La Procura di Catania sta lavorando a questo fascicolo da almeno un anno e in questo periodo la Finanza avrebbe documentato almeno trenta viaggi di bettoline che hanno portato dalle coste libiche a quelle siciliane 80 milioni di chili di gasolio, per un valore di 30 milioni di euro. Tra gli arrestati ci sono l'amministratore delegato della Maxcom Bunker, un catanese ritenuto affiliato alla cosca mafiosa Ercolano e due maltesi.
Secondo gli inquirenti, il gasolio sarebbe stato illegalmente prelevato dalla raffineria dell'ente nazionale libico National Oil Corporation per poi essere trasportato in Italia. Una volta giunto in Sicilia, il gasolio era miscelato in alcuni depositi fiscali ad Augusta, Civitavecchia e Venezia e poi veduto nella rete distributiva italiana, ma anche francese e spagnola.

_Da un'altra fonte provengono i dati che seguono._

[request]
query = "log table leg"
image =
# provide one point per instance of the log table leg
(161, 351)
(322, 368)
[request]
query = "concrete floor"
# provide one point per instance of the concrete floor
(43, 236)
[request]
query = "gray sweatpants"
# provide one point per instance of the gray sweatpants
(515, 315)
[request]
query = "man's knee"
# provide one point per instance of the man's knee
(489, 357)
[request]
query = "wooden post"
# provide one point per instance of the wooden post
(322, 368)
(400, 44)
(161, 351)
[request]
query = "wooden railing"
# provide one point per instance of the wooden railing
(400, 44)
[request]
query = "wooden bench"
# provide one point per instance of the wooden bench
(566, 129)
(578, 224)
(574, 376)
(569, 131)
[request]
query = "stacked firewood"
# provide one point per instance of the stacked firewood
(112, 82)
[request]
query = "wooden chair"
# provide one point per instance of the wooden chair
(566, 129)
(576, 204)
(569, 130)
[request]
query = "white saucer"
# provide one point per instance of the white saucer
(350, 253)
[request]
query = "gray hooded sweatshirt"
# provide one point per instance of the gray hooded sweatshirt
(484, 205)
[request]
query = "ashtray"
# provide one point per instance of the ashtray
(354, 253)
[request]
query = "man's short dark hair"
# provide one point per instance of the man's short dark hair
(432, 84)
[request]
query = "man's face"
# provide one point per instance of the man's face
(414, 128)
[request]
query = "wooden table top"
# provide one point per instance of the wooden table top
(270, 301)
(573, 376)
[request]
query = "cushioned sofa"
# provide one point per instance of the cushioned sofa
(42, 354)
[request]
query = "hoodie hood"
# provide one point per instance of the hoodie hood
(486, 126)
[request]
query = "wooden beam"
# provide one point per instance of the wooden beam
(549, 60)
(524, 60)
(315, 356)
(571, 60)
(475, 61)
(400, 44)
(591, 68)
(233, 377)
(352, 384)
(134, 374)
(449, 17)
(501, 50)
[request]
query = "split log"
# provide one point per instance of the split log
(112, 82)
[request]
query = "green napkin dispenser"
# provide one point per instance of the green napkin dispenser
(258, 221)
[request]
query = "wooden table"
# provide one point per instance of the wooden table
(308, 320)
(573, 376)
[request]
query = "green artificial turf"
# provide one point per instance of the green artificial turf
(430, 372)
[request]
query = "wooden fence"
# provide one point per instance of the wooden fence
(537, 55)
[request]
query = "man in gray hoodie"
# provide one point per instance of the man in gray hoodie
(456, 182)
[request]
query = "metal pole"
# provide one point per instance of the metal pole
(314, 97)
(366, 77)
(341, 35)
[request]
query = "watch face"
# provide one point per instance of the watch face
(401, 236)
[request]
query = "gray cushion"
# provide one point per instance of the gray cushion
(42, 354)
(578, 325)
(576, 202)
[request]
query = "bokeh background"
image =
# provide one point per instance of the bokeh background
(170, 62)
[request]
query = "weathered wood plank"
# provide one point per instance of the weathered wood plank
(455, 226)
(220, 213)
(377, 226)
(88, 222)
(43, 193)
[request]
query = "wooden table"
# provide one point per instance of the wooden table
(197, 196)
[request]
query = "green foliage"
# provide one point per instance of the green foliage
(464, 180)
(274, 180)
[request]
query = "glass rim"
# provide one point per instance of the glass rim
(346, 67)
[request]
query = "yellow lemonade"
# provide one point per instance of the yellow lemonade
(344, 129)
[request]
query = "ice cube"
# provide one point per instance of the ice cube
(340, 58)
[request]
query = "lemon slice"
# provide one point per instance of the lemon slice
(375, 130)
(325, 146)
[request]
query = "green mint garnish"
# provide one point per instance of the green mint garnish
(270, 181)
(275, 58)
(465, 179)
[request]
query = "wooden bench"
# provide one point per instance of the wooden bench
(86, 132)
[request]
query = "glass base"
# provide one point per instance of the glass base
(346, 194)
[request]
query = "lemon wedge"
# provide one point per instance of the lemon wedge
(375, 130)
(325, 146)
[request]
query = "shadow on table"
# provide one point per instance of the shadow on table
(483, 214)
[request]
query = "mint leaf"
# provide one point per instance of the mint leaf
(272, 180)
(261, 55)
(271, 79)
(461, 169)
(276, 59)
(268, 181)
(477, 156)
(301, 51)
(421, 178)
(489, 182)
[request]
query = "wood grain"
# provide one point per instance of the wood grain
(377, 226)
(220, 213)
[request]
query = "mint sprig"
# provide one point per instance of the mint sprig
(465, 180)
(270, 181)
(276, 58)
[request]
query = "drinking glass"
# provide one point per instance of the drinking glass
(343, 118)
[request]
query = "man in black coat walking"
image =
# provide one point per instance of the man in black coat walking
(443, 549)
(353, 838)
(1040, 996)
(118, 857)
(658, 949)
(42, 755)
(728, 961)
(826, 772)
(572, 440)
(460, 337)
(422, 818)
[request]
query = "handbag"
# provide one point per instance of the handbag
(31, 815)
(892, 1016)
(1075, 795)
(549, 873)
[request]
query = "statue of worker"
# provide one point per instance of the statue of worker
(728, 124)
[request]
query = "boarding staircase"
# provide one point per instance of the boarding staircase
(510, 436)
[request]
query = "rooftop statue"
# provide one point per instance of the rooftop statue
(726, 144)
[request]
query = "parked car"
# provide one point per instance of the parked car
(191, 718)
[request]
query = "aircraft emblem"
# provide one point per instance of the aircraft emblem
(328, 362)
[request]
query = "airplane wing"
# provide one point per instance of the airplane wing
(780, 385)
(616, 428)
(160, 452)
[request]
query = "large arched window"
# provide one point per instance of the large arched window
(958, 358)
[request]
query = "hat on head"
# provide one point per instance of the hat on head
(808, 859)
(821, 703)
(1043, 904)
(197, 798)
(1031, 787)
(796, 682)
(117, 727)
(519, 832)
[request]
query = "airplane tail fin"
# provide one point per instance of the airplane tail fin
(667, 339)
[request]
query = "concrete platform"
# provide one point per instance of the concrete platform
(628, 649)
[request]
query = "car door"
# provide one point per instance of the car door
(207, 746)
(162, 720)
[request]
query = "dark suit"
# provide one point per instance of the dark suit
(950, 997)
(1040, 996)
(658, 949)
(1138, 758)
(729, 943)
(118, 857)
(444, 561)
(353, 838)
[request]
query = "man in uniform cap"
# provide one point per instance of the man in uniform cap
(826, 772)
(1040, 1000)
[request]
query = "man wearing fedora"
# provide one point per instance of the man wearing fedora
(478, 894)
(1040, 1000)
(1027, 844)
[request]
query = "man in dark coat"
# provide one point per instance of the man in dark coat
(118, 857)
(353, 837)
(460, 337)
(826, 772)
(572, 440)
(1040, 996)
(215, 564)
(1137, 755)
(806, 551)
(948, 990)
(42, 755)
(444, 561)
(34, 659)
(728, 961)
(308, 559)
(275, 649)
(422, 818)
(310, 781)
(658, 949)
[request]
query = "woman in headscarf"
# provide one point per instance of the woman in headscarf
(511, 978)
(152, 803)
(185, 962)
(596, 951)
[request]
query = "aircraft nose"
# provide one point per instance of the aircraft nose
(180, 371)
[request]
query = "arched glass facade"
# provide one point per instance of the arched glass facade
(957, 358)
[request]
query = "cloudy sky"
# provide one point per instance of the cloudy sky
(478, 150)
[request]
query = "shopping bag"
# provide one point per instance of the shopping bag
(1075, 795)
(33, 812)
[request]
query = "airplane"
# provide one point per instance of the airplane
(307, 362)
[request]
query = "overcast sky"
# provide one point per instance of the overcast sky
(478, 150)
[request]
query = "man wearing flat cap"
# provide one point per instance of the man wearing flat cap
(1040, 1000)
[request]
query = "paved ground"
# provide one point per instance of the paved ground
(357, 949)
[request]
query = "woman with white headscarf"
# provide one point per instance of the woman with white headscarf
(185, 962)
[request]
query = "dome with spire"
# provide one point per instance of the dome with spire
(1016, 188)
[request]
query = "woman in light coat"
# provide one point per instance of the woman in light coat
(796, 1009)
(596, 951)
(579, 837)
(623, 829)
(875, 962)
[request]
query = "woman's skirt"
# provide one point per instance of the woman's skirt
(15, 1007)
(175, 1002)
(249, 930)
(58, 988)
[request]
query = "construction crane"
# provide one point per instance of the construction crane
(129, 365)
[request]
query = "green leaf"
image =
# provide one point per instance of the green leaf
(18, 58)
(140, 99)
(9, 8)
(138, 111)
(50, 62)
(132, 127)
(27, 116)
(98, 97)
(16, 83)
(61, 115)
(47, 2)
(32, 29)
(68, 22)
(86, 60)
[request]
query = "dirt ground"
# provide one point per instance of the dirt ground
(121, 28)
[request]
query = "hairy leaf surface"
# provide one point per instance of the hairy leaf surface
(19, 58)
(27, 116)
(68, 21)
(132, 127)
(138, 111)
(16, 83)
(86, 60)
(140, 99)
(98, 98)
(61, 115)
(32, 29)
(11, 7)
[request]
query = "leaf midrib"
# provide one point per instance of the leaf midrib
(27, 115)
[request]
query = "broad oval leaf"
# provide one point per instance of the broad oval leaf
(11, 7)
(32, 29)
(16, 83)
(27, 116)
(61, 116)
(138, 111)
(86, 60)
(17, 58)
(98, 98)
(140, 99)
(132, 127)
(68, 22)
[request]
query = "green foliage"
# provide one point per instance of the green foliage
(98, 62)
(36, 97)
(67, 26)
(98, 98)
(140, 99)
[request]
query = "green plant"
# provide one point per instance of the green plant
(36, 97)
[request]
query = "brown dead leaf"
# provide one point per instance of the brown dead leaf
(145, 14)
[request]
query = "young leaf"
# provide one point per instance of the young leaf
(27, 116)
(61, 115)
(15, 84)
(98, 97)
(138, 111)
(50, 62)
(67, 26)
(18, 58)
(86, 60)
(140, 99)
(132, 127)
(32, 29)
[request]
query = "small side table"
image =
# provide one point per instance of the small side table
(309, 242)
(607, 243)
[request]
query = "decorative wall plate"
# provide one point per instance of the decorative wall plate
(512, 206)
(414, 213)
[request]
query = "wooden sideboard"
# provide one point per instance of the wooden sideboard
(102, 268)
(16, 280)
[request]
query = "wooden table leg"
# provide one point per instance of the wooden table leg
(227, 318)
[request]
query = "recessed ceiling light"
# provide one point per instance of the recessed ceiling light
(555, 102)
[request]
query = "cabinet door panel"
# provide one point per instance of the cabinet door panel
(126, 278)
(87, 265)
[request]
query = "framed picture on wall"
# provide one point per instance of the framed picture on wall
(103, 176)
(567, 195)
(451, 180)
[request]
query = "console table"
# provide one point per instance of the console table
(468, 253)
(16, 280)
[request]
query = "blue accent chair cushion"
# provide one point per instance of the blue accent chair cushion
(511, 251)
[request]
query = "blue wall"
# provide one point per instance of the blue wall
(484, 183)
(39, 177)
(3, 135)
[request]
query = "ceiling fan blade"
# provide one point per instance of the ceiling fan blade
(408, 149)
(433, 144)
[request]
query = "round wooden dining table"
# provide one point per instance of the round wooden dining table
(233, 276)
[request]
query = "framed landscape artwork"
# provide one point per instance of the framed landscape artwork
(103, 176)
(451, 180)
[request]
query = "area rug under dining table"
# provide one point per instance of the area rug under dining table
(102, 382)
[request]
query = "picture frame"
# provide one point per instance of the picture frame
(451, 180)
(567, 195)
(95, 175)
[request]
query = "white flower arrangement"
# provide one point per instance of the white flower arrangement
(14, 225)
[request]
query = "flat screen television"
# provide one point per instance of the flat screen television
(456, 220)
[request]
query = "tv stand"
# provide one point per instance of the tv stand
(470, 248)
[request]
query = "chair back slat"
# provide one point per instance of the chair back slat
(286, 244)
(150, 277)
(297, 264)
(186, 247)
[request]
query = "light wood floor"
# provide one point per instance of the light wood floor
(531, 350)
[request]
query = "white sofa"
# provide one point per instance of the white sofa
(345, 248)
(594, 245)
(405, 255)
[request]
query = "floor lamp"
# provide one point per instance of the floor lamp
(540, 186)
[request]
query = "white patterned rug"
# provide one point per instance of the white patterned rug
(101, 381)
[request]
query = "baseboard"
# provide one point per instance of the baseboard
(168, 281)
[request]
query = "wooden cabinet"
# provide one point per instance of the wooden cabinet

Gli inquirenti sospettano che una parte del petrolio usato per produrre il gasolio di contrabbando possa essere giunto in passato anche da pozzi controllati dall'Isis. Il petrolio sarebbe giunto dalla Siria alla Turchia in autobotti e acquistato da broker, che poi lo riversavano su petroliere russe o turche, che a loro volta lo travasavano su bettoline al largo di Malta. Durante queste operazioni, le navi avevano disattivato il transponder, ossia l'apparecchio che ne consente il tracciamento.
Nel traffico sarebbe coinvolta anche la mafia italiana, che da tempo è interessata al contrabbando di carburanti tramite società costituite all'estero e accreditate in Italia come esportatori abituali, così da non pagare Iva e accise del prodotto formalmente in transito. In realtà, gasolio e benzina sono venduti al mercato nero in Italia. Dopo un breve periodo di attività, le società di copertura sono chiuse e rimpiazzate da altre nuove. L'operazione annunciata il 19 ottobre 2017 dalla Guardia di Finanza si chiama Dirty Oil e conta complessivamente cinquanta indagati, tra cui nove tratti in arresto e tre ricercati.